DSP2 : une entrée en vigueur le 14 septembre 2019 délicate

Le 14 septembre prochain, la nouvelle directive sur les services de paiements (DPS2) visant à soutenir l’émergence de services innovants au sein de l’industrie du paiement, doit entrer pleinement en vigueur.

À quelques jours de sa mise en application, Budget Insight a souhaité vous décrire l’état actuel de la place française en matière de mise en place des solutions techniques concrétisant sa mise en œuvre. La DSP2 se traduit en effet opérationnellement par une modification des modalités d’échanges de données entre les banques, les fintechs et leurs clients.
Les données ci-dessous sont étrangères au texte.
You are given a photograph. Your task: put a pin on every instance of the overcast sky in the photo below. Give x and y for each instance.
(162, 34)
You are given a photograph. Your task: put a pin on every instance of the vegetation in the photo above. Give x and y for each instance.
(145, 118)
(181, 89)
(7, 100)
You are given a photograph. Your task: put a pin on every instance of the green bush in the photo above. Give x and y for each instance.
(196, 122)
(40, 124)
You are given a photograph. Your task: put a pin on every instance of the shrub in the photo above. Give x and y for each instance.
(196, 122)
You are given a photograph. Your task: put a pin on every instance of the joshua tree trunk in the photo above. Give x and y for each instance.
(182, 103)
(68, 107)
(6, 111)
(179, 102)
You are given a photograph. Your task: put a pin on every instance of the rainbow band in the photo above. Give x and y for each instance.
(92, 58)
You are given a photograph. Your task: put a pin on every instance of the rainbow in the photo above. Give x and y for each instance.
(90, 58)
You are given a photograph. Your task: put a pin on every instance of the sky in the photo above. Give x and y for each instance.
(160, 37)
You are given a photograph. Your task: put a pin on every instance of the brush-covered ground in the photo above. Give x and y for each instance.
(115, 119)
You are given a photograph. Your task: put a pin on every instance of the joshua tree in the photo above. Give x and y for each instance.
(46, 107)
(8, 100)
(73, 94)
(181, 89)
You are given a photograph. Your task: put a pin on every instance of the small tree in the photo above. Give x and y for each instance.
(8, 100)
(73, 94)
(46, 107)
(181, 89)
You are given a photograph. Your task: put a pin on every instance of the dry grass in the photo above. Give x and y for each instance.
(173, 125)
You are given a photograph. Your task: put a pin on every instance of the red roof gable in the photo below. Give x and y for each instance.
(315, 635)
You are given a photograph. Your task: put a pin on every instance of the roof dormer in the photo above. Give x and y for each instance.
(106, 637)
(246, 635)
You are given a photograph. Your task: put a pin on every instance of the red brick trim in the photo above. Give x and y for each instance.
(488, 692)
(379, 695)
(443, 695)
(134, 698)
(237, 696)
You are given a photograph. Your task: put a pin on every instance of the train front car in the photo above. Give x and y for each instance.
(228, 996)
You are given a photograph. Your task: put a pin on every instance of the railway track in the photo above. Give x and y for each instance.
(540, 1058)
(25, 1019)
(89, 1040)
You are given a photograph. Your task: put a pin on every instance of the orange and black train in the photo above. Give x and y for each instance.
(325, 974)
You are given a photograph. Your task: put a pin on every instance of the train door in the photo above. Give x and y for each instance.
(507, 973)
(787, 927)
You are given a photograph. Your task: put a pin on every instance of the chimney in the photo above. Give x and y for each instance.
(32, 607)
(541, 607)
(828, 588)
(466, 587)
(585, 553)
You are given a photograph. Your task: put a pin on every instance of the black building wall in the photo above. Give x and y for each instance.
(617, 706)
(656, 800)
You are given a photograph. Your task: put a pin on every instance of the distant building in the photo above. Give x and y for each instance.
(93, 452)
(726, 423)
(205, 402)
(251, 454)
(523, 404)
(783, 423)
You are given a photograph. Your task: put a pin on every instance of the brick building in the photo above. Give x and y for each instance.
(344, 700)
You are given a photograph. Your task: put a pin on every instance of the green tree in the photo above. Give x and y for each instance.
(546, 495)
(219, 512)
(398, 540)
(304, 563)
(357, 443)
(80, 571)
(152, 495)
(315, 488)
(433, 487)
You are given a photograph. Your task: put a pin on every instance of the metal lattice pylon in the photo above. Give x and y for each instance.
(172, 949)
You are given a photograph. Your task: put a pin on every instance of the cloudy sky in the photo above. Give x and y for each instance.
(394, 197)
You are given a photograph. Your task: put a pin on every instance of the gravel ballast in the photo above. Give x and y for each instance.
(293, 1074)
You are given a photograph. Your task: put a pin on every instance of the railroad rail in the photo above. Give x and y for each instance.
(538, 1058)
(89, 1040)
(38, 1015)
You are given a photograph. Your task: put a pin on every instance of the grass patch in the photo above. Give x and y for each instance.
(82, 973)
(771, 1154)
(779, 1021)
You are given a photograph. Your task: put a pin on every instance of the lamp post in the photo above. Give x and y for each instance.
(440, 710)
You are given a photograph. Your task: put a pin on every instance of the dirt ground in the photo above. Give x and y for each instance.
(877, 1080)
Les échanges se feront désormais par l’intermédiaire d‘interfaces dédiées : les API.

Cette mise en œuvre technique, pour laquelle le régulateur avait prévu un délai de 18 mois pour laisser le temps aux acteurs de s’y préparer, se doit d’être parfaitement transparente pour l’ensemble des utilisateurs, qu’ils soient des clients particuliers ou professionnels. Elle aurait même du permettre, dans l’esprit des textes de loi, faciliter l’échange de données, les rendre plus stables et ainsi maximiser l’innovation et l’apport de valeur pour les utilisateurs.

À date, nous constatons, à l’instar de nos confrères européens comme Tink, que seules 8% des API des établissements bancaires français testés se révèlent être conformes aux exigences de la nouvelle directive, 23% sont partiellement fonctionnelles, 4% non fonctionnelles. Ainsi, 50% des API ne sont pas encore en production, c’est-à-dire indisponibles à l’utilisation. Dans ces conditions, il apparaît que dans l’état actuel, une migration totale de Budget Insight vers les API au 14 septembre n’est pas réalisable.

En cas de non-fonctionnalité des API à cette date, la DSP2 prévoit la mise en place de solutions de secours par les établissements bancaires, souvent appelées « fallback option ». Aujourd’hui, ces solutions, pour lesquelles la législation prévoit également un délai de tests, ne sont pas opérationnelles. Mises à disposition très tardivement, les tests n’ont pu être réalisés dans des conditions satisfaisantes.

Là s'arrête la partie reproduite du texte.